Hmm, we should really create a repository for module bibliography like the effect and meta-programming one that Jeremy Yallop did.
There are really two module papers by Leroy, POPL 1994, which show you can make it compatible with separate compilation, and POPL 1995, which shows why it’s really usable for abstraction. There is also a JFP 1996 paper presenting the type theory behind it. This one is less useful from a practical point of view.
For first class modules packages types, The right reference is “First-Class Structures for Standard ML” by Claudio V. Russo.
There is a really nice comparison of module systems in the chapter 1 and 2 of Derek Dreyer’s thesis, “Understanding and Evolving the ML Module System”. The rest of the thesis is dedicated to pushing recursive modules to the limit, and is a bit harder to get into.
Now, for some sci-fi (aka, features that are not in OCaml):
Rossberg’s papers (MixML, F-Ing modules) are very nice.

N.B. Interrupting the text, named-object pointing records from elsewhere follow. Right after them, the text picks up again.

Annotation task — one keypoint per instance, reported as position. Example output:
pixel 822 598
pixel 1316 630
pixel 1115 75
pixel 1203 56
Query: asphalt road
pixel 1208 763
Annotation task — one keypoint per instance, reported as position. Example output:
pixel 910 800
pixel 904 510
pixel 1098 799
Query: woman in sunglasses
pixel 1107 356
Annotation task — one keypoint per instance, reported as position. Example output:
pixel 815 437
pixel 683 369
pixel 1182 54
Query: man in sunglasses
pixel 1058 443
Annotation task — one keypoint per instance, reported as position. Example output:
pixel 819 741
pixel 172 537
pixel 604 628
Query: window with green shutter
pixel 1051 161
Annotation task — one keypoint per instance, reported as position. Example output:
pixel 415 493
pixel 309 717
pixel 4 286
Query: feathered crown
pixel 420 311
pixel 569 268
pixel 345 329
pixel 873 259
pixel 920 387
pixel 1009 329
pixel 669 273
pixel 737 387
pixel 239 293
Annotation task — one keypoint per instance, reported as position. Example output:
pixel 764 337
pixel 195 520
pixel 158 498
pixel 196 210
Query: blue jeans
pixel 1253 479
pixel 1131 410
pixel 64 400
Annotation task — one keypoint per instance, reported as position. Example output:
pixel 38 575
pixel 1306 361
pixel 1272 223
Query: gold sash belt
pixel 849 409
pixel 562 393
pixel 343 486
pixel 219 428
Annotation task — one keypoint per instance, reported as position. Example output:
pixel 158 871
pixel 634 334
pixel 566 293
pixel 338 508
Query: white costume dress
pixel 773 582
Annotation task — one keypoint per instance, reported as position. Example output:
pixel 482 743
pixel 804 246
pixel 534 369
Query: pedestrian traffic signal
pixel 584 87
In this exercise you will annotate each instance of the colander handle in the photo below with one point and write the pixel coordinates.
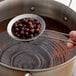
(60, 39)
(28, 74)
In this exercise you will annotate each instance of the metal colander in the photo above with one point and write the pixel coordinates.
(38, 54)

“An Expressive Language of Signatures” (Ramsey et al) presents some extensions of the signature language that are also useful.
Backpack (“Backpack: retrofitting haskell with interfaces”, Kilpatrick et al) is interesting, although a bit alien for us ML programmers.
The work on the DOT language (a core language for Scala) is also relevant. See Tiark Rompf’s papers the last two years
Finally, for some proofs, a modern take on soudness for modules in the context of a very rich extension of SML was done by Karl Crary in “Modules, abstraction, and parametric polymorphism”, which is fairly nice and readable.
Tofte’s thesis, “Operational Semantics and Polymorphic Type Inference” is older and much harder to get into, but cover a simpler system.
Finally, and in order to plug in my own stuff, my thesis has lot’s of modules!
Chapter 3 is dedicated to summarizing the basic definition of the language found in XL’s papers in a way that is a bit more accessible (and with lot’s of examples). There are also some pointers to other related works.
My personal preference is for Mark Lillibridge’s thesis: “Translucent Sums:A Foundation for Higher-Order Module Systems”. In addition to the papers listed by Drup, Xavier’s “A modular module system” is quite readable.